Whereas there have been considerable advances in the photodynamic therapy (PDT) of cancer, the science of photodynamic antimicrobial chemotherapy (PACT) is less well developed [87]. Both use photosensitizers and visible or ultraviolet light to generate a phototoxic response via oxidative damage. Although probably only amenable to the treatment of localized infection such as those in wounds (and therefore not affecting endogenous flora elsewhere) differential phototoxicity of photosensitizers in bacterial and human cells, and specific antibody-linked photosensitizers, are being investigated.

Conclusions

Although bacterial infection remains a public health problem world-wide, the impact of antibiotics over the past 50 years has been quite remarkable. Equally impressive is the selection by bacteria of antibiotic resistance mechanisms. The re-emergence in recent years of Gram positive bacteria with additional resistance patterns (MRSA, VISA, GRE, PRP), and multiresistant Gram negative ‘superbugs’, has been extensively reported, and our concerns are justified. However, at present, with the lack of robust national susceptibility data the true incidence of these patterns is unclear. Furthermore the clinical impact of antibiotic resistance is often poorly defined; it is studied from an in vitro perspective and extrapolation is fraught with problems.

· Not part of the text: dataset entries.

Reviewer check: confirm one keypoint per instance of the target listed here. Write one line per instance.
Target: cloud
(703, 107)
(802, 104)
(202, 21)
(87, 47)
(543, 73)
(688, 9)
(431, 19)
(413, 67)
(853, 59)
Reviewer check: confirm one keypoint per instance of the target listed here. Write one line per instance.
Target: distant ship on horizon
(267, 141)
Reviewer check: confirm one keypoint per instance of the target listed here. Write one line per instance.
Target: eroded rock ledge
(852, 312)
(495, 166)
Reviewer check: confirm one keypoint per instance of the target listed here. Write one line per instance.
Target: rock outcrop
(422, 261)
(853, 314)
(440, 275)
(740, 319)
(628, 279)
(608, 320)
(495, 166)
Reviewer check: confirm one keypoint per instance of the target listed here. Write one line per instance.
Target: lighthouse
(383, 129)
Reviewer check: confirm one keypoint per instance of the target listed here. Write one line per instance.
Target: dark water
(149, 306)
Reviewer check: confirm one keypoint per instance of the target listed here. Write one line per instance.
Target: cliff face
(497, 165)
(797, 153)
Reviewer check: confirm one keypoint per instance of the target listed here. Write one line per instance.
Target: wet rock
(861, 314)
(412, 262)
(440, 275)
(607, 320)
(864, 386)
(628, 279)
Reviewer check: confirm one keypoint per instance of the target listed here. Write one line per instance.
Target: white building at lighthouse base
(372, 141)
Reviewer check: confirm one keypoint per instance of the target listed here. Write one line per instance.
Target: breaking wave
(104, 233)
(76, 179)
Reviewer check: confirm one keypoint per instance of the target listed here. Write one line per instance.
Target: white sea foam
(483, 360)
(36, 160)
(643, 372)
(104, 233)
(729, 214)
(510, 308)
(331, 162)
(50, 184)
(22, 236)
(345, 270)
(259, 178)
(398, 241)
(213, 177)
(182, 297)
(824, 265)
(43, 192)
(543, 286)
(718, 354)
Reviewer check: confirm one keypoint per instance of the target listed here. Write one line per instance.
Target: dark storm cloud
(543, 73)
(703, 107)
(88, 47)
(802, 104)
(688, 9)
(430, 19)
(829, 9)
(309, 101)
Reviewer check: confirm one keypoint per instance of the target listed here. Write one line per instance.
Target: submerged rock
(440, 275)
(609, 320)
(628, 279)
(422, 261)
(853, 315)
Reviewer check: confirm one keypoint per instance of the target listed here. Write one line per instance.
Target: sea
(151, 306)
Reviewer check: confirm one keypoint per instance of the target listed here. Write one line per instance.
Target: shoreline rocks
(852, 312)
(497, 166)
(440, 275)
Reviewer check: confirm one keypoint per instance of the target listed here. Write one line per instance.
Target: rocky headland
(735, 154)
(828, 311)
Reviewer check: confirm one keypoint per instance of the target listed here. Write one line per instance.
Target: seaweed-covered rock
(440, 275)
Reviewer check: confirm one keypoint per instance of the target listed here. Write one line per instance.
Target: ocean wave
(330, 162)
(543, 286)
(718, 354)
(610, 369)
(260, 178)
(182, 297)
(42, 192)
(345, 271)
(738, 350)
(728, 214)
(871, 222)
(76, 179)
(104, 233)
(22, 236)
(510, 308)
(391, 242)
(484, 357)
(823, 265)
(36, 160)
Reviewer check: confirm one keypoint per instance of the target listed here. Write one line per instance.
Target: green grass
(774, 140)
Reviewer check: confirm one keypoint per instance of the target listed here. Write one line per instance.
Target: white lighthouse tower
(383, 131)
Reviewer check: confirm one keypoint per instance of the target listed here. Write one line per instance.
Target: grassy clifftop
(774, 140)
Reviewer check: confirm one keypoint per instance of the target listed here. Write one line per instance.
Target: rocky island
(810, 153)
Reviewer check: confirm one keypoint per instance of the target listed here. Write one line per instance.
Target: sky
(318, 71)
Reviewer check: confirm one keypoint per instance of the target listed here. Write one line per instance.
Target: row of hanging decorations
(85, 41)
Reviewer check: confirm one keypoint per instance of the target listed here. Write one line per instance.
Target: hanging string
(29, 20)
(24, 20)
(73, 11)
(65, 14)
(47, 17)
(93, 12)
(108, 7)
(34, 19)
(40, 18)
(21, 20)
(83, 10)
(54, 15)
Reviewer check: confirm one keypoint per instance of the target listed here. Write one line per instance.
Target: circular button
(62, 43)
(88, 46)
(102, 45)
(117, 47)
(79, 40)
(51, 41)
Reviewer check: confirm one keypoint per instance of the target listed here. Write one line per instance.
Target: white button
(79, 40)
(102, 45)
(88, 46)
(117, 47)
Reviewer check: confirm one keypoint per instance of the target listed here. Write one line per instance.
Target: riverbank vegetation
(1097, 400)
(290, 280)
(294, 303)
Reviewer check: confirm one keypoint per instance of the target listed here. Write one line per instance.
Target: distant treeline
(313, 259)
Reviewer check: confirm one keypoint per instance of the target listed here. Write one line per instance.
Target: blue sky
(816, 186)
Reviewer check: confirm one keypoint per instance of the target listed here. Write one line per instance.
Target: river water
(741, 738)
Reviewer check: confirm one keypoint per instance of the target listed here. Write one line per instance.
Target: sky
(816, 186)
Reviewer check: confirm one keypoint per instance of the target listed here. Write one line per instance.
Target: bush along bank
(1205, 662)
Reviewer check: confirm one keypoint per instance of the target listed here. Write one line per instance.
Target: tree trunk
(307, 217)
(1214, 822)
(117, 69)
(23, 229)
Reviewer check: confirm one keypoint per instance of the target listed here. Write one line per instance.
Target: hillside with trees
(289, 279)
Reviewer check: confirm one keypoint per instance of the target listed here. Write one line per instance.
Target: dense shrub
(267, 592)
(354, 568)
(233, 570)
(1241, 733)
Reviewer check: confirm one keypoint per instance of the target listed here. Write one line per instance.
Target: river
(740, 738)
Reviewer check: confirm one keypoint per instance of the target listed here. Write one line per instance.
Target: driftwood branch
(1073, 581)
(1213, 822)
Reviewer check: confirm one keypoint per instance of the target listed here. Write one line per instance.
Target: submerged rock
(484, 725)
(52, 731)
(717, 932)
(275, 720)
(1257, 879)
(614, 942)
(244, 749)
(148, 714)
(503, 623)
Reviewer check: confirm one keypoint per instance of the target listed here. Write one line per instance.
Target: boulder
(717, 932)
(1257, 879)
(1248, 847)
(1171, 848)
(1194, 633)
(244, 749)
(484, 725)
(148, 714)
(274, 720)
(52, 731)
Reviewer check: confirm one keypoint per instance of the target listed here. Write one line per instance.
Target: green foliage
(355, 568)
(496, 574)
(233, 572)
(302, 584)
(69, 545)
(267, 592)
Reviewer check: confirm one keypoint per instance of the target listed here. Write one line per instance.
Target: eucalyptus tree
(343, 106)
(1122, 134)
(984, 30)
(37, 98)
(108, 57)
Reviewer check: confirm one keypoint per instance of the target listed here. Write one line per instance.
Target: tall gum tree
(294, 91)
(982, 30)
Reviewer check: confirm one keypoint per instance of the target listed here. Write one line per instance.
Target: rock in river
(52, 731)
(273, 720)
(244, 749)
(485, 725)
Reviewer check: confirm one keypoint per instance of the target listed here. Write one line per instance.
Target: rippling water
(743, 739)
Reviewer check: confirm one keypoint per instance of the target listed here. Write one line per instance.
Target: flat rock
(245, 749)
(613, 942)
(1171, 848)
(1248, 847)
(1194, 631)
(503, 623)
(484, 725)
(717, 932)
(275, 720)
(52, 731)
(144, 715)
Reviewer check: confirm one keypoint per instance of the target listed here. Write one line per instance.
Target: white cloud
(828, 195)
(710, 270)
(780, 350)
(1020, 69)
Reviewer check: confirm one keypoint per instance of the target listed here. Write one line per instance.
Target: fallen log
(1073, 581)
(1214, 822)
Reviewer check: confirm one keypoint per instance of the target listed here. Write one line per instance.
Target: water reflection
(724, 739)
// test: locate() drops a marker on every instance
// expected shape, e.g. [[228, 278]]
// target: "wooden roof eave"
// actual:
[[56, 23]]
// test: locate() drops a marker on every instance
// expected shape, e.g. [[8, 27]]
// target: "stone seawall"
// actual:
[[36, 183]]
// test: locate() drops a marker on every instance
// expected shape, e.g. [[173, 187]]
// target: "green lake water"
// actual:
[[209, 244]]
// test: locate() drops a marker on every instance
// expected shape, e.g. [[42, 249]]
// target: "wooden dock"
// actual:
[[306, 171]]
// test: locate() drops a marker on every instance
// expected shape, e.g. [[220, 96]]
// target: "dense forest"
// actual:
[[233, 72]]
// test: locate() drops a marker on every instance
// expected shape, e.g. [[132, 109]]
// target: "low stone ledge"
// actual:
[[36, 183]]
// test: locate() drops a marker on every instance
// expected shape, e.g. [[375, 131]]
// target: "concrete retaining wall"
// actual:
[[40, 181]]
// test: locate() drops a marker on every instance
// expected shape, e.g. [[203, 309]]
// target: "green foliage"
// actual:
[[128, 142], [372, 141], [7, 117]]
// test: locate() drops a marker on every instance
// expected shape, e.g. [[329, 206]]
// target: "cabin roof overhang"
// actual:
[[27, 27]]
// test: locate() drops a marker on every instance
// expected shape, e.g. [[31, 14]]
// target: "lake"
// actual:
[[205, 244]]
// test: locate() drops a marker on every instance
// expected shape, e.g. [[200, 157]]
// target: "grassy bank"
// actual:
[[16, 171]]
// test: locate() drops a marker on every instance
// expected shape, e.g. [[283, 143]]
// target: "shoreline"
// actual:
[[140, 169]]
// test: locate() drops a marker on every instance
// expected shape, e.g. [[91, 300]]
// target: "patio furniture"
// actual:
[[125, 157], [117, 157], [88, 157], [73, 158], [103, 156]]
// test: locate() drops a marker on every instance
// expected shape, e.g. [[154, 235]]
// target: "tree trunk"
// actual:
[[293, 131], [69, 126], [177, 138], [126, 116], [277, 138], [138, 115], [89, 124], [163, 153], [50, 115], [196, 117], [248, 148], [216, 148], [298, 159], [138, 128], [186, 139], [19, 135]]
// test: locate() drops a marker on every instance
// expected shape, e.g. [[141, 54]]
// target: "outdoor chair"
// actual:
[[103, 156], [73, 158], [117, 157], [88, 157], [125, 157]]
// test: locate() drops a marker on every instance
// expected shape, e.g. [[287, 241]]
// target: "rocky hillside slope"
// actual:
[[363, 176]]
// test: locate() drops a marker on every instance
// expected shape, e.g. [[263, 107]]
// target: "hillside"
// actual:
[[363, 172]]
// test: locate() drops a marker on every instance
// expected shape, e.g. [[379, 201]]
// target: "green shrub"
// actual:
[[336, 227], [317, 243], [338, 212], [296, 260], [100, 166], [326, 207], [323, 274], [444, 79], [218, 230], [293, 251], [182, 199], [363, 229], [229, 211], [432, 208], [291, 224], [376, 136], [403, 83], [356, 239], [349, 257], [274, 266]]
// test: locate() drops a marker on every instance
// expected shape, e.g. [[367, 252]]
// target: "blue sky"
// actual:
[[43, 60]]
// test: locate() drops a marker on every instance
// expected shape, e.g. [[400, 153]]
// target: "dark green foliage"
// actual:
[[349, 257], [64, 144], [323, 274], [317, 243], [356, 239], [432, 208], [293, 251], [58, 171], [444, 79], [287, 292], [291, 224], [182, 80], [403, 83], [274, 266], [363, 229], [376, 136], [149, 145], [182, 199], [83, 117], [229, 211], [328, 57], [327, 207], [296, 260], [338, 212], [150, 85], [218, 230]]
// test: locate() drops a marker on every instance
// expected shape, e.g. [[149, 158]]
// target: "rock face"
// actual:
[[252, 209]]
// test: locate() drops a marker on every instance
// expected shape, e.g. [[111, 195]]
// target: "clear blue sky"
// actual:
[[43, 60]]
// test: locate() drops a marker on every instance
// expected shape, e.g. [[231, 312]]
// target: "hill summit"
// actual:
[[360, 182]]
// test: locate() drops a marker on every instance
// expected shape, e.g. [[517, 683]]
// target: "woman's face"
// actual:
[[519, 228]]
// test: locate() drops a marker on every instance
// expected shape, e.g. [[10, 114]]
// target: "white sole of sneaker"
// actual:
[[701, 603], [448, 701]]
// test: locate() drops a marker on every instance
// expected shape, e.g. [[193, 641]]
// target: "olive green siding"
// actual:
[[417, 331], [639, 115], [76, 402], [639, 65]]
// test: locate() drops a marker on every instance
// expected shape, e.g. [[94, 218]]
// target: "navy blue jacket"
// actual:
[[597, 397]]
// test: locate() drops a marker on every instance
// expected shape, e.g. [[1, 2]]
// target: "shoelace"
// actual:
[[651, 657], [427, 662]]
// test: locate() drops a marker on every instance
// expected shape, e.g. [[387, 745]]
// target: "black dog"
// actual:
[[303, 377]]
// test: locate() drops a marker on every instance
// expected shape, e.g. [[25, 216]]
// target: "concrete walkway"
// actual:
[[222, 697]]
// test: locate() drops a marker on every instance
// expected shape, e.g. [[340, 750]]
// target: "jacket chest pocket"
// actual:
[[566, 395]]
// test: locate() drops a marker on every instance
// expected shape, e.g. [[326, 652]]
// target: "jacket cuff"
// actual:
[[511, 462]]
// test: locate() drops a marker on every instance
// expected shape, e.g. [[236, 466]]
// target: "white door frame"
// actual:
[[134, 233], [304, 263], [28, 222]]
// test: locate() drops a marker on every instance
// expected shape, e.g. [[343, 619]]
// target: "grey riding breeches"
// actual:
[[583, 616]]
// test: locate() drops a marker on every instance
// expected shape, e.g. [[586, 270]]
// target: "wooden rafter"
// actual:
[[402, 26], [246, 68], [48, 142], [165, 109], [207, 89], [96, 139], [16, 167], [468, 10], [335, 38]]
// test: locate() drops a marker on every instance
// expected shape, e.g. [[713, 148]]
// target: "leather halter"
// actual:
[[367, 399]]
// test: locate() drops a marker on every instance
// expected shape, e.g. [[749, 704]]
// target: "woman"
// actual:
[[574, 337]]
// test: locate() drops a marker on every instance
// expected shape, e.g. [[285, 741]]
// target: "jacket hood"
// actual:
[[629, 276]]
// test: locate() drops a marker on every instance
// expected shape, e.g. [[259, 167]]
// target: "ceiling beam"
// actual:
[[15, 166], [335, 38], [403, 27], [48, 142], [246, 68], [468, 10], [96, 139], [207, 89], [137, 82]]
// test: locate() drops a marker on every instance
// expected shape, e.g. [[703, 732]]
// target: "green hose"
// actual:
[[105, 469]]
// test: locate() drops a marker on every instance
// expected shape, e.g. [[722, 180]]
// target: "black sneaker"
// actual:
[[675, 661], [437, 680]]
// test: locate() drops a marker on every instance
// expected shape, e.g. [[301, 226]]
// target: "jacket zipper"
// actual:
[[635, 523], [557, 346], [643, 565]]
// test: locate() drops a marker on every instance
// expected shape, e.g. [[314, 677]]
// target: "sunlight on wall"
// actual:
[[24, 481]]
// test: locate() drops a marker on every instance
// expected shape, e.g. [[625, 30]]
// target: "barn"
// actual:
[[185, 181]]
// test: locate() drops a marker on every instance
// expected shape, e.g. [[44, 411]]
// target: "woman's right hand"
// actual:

It is over 10 years since the fluoroquinolones and carbapenems were introduced. Two new classes of antibiotic are in development, as are many variants of existing agents. Powerful molecular techniques may yield new targets, and new strategies may in due course lessen our dependence on traditional antibiotics.

Antibiotic resistance is a complex, continually evolving problem which is often difficult to put into perspective. Highly simplistic approaches to reduce consumption and develop significant new agents are formidable tasks.